Modalidades de eremitismo
O anacoretismo
Como diz o Ecl IV,5 “ai daquele
que está só, que, se cai, não tem quem o levante”. De facto S. Jerónimo já
dizia : “no deserto, muito facilmente nasce a soberba, pela liberdade que
existe em agir segundo o próprio parecer”

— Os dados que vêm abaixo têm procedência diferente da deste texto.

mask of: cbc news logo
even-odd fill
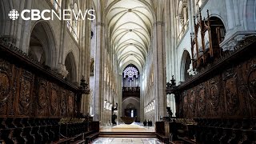
[[[81,10],[77,12],[74,10],[63,10],[59,12],[56,12],[54,10],[43,10],[40,11],[39,10],[23,10],[20,14],[16,10],[12,10],[9,12],[9,18],[15,21],[21,16],[22,20],[28,21],[38,21],[40,19],[43,20],[54,20],[54,18],[63,20],[63,21],[70,21],[75,19],[85,20],[88,19],[93,21],[95,19],[95,10],[86,10],[85,12],[82,12]]]
[[[18,19],[19,14],[17,10],[12,10],[10,11],[8,16],[11,20],[15,21],[16,19]]]

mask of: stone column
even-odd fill
[[[166,115],[166,69],[165,50],[163,46],[164,22],[158,21],[154,23],[154,98],[155,98],[155,121]]]
[[[105,26],[104,23],[96,23],[96,50],[95,50],[95,70],[94,70],[94,120],[102,120],[103,97],[102,97],[102,62],[104,60]]]
[[[226,10],[227,15],[228,30],[234,28],[234,6],[232,0],[226,0]]]

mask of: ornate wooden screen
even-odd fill
[[[246,38],[212,66],[174,87],[171,93],[178,114],[190,118],[256,118],[255,46],[256,37]]]

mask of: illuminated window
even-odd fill
[[[135,67],[129,66],[123,71],[123,78],[128,78],[133,79],[134,78],[138,78],[138,71]]]

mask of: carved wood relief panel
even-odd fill
[[[184,118],[256,117],[256,58],[181,92]]]
[[[0,117],[75,116],[76,91],[37,74],[0,58]]]
[[[11,99],[11,65],[0,59],[0,114],[7,114],[7,103]]]
[[[59,113],[58,112],[58,86],[53,83],[50,86],[50,114],[51,116],[58,115]]]
[[[19,93],[17,105],[17,114],[19,116],[30,116],[33,84],[33,74],[26,70],[20,69]]]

Só os homens e mulheres muito
acrisolados na virtude e na vida do espírito é que podiam permanecer no deserto
sem sucumbirem; é o caso dos chamados “padres ou madres do deserto”. Uma delas,
a “Amma Sara” dizia de si mesma quando um dos anciãos, também anacoreta, foi
ter com ela para a humilhar : “pela natureza sou mulher, mas não no
espírito…”[7]. Foi destes homens e mulheres fortes na fé e no discernimento,
possuídos pelo Espírito Santo, que Stº Agostinho dizia: “Os que moram no
deserto gozam dos divinos colóquios de Deus, a Quem se entregaram com pureza de
alma; devem jejuar boas temporadas a pão e água”.

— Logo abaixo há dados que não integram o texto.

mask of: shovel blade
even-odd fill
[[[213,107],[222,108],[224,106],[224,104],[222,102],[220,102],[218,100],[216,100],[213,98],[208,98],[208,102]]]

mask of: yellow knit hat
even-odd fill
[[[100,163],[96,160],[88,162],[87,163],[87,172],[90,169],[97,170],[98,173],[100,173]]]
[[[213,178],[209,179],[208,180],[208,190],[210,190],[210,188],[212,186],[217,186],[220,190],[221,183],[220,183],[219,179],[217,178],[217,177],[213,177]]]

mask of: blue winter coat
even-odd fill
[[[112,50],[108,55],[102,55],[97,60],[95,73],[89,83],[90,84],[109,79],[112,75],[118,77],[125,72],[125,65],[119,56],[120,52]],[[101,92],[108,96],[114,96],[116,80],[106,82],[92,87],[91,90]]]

Esta vida eremítica completamente
isolada nos seus primórdios, constitui a 1ª modalidade, pois foi a 1ª forma
aparecida nos desertos, montanhas ou lugares solitários junto dos rios. A estes
eremitas chamam-se ‘anacoretas’.
O Eremitismo sob Obediência
Contudo, a partir desta 1ª
modalidade, surgiu mais tarde o eremitismo que se professa debaixo da
obediência, pois a experiência anacorética[8] foi mostrando quantos erros se
pode cometer quando o eremita não está “sujeito” à obediência. S.Jerónimo,
destes que vivem sujeitos diz :”Não poderão fazer o que querem, mas aquilo que
se lhes mande; terão unicamente aquilo que se lhes der… e assim conseguirão
servir e amar a Deus com filial amor..”
Nesta 2ª modalidade, o eremita,
logo à partida, pode não possuir essa tal virtude acrisolada que se exige para
o anacoretismo, mas recebe a aprendizagem que a “obediência” lhe proporciona
para poder entrar na solidão, no silêncio e na oração contínua, orientado
apenas pela Vontade de Deus. O eremitismo vivido sob a obediência impede o
homem de extraviar-se pelo labirinto do orgulho, da vaidade e dos caprichos da
sensibilidade; ajuda-o a sair vitorioso na luta contra o “inimigo de Cristo”
como dizia uma das madres do deserto referindo-se ao mau espírito, e contra si
próprio, já que esta, é a guerra mais tenaz e encarniçada que o eremita tem que
travar. Só a obediência lhe pode conferir a certeza moral de caminhar sob a
Vontade de Deus, a única que o purifica, a única que o salva.